Wer an unserm stattlichen Schulbau vorbeigeht, hört auf einmal den Schlag der Turmuhr, deren Klöppel auf eine Glocke schlägt. Viele wissen nicht, wie alt dieses bronzene Denkmal ist, und doch ist die Geschichte davon sehr interessant.
Hier die nähere Beschreibung. Größe etwa 70 cm, größter Durchmesser 60 cm, Gewicht 2,5 Zentner. Die Inschrift lautet: Jesus, Maria, Joseph, Elisabeth, orate pro nobis, anno 1680. Der Name des Glockengießers ist nicht vermerkt. Andere Glocken aus dieser Zeit wurden von Eifeler Gießern hergestellt. Ein Kreuz, zusammengestellt aus Blumen, schmückt die eine Seite. Am Rande stehen Passionsblumen. Wahrscheinlich wurde die Glocke unter Klepper Paulus, Pfarrdechant von Neunkirchen, zu dessen Verwaltung auch Remich gehörte, angeschafft. Von 1664 bis 1684 war Klepper Pfarrer.
Die Schulglocke von Remich liebt das Wandern. Als die Elisabethkapelle am Moselstaden stand, rief sie die Gläubigen zum Gottesdienst. Da das Kirchlein den Verkehr störte, wurde es abgerissen. Eine neue Notkirche kam in den Neuenweg. Dort wurde eine Zeit lang die Messe gelesen. 1817 erbaute man an den alten Festungsturm die Pfarrkirche. In diese kamen größere und schwerere Glocken. Die Elisabethglocke blieb im Neuenweg. Knabenschulen und ein Versammlungssaal lösten die kirchlichen Feiern ab. Die Kapellenglocke wurde nun Schulglocke und läutete den Beginn der Klassenstunden.
Das Seil der Glocke hing bis in einen Klassensaal. Welche Freude war das für die Buben, wenn sie "pinken" konnten. Einen Nachteil hatte dies jedoch. Mehr als ein verschrobener und fauler Bursche bekam das Seil zu spüren – und manche wurden dadurch gebessert.
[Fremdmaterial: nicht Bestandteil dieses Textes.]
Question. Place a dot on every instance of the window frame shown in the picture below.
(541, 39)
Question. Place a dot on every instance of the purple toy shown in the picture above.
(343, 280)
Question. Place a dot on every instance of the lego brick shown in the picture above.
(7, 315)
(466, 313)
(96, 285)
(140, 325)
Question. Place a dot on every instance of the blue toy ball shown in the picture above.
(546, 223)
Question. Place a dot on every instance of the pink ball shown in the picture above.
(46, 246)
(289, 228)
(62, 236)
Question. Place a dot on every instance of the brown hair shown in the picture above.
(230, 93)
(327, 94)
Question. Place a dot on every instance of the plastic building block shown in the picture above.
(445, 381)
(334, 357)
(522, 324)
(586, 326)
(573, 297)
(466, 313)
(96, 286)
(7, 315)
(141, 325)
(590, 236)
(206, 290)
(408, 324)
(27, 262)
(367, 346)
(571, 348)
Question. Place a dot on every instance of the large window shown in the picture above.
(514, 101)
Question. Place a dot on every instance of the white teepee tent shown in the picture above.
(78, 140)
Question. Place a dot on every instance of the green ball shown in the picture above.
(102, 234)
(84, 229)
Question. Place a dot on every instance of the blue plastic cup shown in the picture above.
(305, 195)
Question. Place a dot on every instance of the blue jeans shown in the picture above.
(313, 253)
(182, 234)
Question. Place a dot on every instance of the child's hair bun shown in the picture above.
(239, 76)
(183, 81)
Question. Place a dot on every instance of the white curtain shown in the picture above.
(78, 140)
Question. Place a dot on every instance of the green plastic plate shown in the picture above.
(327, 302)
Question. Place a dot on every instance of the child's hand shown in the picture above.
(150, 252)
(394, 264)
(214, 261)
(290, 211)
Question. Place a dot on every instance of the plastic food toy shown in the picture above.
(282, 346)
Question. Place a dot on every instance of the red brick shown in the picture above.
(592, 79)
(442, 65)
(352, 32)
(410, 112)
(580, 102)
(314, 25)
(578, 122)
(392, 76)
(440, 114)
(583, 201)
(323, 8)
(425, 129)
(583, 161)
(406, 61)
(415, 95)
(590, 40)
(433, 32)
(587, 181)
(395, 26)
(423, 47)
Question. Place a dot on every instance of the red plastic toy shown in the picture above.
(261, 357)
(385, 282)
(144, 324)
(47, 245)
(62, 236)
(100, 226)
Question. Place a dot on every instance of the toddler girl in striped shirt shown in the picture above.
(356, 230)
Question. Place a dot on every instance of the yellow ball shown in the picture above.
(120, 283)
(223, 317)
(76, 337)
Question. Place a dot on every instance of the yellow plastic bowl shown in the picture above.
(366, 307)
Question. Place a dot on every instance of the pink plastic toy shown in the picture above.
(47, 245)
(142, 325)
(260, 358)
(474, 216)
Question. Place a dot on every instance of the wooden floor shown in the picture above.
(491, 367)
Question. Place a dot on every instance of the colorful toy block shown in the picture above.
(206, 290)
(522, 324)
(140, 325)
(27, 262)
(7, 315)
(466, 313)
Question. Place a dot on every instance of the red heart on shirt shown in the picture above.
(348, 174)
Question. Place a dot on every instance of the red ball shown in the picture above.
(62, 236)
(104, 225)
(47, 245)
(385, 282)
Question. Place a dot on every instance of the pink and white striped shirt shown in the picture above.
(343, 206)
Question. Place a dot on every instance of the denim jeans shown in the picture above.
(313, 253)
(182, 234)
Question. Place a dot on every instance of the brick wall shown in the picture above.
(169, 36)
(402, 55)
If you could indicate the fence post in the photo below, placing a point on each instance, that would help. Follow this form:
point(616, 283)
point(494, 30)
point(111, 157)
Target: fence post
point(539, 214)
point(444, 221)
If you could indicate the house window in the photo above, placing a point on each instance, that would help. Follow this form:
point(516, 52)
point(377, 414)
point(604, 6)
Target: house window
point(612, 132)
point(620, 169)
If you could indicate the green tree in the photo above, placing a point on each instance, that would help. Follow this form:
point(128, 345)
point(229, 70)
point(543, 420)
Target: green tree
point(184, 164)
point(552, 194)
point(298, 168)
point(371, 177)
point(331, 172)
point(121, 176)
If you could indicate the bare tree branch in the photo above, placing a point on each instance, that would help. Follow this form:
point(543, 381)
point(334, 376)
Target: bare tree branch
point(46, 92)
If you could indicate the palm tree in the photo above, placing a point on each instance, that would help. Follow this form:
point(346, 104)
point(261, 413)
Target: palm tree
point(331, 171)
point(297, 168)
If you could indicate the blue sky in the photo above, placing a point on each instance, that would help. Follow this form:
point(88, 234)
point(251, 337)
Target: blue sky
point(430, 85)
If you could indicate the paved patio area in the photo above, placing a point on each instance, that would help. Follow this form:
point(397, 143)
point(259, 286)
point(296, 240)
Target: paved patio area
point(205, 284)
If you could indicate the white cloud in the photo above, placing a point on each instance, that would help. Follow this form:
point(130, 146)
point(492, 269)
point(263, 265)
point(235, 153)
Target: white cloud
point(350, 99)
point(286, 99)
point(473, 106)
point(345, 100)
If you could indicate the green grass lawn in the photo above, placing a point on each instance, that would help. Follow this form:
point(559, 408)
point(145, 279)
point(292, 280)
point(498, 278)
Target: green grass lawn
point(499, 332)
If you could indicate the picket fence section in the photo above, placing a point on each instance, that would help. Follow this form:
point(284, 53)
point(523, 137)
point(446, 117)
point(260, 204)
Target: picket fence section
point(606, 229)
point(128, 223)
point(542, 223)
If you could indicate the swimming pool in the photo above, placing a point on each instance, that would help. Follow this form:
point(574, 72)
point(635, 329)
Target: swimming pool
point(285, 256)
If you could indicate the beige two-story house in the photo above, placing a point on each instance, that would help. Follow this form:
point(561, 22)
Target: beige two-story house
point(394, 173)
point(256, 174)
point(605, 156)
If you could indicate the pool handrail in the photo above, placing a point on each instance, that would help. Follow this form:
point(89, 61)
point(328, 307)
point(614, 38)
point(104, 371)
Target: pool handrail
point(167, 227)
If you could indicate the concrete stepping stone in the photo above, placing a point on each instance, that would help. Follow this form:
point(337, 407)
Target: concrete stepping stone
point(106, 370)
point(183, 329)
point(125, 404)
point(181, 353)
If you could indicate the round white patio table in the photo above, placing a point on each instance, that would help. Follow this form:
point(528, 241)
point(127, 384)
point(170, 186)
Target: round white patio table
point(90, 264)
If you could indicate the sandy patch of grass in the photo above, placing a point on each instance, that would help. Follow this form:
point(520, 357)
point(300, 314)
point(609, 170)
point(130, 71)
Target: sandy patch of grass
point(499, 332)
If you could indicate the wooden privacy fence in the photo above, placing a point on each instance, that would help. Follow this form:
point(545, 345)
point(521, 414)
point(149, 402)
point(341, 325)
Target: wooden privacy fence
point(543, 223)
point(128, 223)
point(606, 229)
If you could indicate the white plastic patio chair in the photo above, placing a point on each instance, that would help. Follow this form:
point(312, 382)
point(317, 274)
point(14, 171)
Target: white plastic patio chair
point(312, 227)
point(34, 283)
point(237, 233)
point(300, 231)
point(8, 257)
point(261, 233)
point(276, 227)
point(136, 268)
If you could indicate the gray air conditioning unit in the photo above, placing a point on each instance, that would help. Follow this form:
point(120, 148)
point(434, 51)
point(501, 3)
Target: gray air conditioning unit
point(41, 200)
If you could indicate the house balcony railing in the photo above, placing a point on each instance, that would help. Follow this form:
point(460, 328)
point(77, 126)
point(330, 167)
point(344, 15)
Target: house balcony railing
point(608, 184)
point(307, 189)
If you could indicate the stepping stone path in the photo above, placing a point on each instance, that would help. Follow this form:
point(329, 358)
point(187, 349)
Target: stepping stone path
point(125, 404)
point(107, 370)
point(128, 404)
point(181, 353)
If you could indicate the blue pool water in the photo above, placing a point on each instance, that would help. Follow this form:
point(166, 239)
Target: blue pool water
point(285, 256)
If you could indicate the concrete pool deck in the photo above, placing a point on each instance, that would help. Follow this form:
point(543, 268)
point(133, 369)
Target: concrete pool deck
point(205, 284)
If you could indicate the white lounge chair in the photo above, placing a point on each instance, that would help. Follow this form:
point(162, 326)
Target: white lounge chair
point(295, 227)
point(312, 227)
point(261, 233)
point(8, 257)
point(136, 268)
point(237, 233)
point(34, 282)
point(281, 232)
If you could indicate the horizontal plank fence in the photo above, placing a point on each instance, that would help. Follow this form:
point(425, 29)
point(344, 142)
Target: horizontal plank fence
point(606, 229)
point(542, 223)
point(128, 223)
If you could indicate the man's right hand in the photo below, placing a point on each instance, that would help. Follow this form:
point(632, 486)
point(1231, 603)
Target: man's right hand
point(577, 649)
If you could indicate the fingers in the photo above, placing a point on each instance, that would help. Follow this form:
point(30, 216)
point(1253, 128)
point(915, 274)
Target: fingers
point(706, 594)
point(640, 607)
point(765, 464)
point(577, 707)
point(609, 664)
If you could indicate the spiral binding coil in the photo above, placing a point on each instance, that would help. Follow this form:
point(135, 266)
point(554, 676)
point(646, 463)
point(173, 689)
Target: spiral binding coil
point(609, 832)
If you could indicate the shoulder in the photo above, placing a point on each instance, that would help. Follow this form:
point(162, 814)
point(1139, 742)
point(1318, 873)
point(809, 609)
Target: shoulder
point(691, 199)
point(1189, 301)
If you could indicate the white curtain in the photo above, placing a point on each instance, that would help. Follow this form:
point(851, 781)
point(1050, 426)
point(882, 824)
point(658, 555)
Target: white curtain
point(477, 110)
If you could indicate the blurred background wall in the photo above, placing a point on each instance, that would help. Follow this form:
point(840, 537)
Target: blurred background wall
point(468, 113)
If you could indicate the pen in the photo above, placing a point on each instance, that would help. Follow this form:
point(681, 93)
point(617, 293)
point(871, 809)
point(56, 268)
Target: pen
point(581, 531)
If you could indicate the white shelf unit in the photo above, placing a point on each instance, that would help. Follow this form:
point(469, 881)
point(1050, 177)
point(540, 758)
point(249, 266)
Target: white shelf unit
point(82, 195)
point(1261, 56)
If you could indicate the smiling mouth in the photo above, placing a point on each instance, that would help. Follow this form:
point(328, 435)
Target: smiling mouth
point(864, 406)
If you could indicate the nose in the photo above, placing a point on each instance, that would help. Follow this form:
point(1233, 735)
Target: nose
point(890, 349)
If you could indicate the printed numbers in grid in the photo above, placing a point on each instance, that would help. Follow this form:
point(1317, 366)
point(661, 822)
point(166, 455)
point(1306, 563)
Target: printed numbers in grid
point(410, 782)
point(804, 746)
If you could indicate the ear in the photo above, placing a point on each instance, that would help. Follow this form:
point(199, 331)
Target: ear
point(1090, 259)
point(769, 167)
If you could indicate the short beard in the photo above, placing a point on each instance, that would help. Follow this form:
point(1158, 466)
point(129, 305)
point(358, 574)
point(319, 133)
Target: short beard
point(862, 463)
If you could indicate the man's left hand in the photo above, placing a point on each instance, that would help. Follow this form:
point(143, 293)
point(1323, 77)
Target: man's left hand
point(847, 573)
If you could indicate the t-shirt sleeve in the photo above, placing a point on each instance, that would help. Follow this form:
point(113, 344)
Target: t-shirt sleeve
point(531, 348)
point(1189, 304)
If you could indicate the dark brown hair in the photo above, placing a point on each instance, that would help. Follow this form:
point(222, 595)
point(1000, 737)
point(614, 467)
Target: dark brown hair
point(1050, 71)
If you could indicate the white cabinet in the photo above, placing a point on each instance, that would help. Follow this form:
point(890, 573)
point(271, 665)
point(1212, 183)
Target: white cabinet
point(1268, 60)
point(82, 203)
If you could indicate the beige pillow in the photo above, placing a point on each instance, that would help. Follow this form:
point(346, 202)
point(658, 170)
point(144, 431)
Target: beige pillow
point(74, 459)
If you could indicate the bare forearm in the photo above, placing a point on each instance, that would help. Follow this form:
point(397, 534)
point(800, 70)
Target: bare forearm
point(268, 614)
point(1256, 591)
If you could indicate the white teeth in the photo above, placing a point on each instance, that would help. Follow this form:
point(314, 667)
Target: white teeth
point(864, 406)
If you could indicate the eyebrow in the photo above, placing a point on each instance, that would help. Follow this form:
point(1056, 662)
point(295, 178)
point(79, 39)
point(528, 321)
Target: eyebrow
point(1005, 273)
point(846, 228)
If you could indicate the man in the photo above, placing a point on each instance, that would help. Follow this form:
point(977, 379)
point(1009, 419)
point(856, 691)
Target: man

Aber noch einen Zweck hatte die Neuenweger Glocke. Bei Bränden wurde "Sturm" geläutet. Es gab ja noch keine Sirenen.
Längere Jahre schwieg unsere Glocke. Sie war nicht mehr modern genug. Auch ersetzten die Kirchenglocken ihre kleine Genossin. Dies änderte, als unter Bürgermeister Altwies der neue Schulpalast entstand. In den Turm kam eine elektrische Uhr* – und die ehrwürdige Gesellin wurde dort aufgehängt. Es war ein Festtag für die Dachdecker Jungblut, dieselbe hinaufzuziehen. Der Gemeinderat und viele Leute schauten dem Schauspiel zu. Als die Glocke den ersten Schlag tat, segnete Dechant Neu dieselbe. Bürgermeister Altwies hielt eine kurze Ansprache, und Pitt Jungblut nahm die Mütze ab und rief mit lauter Stimme: "St. Elisabeth, nimm die Jugend von Remich in deinen Schutz und halte fern Feuer und Blitz." Der denkwürdige Tag war der 28. Oktober 1933.
Unsere Schulglocke hat schon manches Tragische erlebt: die französische Revolution, den Befreiungskrieg, die belgische Revolution, zwei große Weltkriege, die Beschießung von Remich, die Sprengung der Brücke, die Evakuation. Größere Brände hat Sankt Elisabeth von Remich ferngehalten. Ehre und Dank der großen Heiligen!
Aber auch manch Erfreuliches weiß die Glocke zu berichten. Bekannt sind die Besuche von König-Großherzog Wilhelm I., Großherzogin Maria Adelheid, Großherzogin Charlotte – und die Rückkehr Johanns des Blinden über die Brücke von Remich nach Luxemburg. – Und die Befreiungsfeiern!
Heute ist am Glockenturm der Schule eine Sirene angebracht. Bei Übungen der Feuerwehr und bei Bränden ruft diese die Wehrmänner herbei, und diese löschen dann und retten manch edles Gut.
Und nun, schöner Schulturm, wenn am zweiten Fronleichnamssonntag die ganze Pfarrei um den prächtig geschmückten Altar versammelt ist, umrahmt von der strammen Pompiersgarde, lasse deine Klänge ertönen – ad majorem Dei gloriam!
S.
Aus der Broschüre: Cinquantenaire du Corps des Sapeurs-Pompiers Volontaires de la Ville de Remich 1910-1960
Rechtschreibung angepasst: Carine Hensgen
* Anmerkung (Photo-Frënn Réimech): Bei der Schuluhr handelt es sich um eine mechanische Uhr mit elektrischem Aufzug.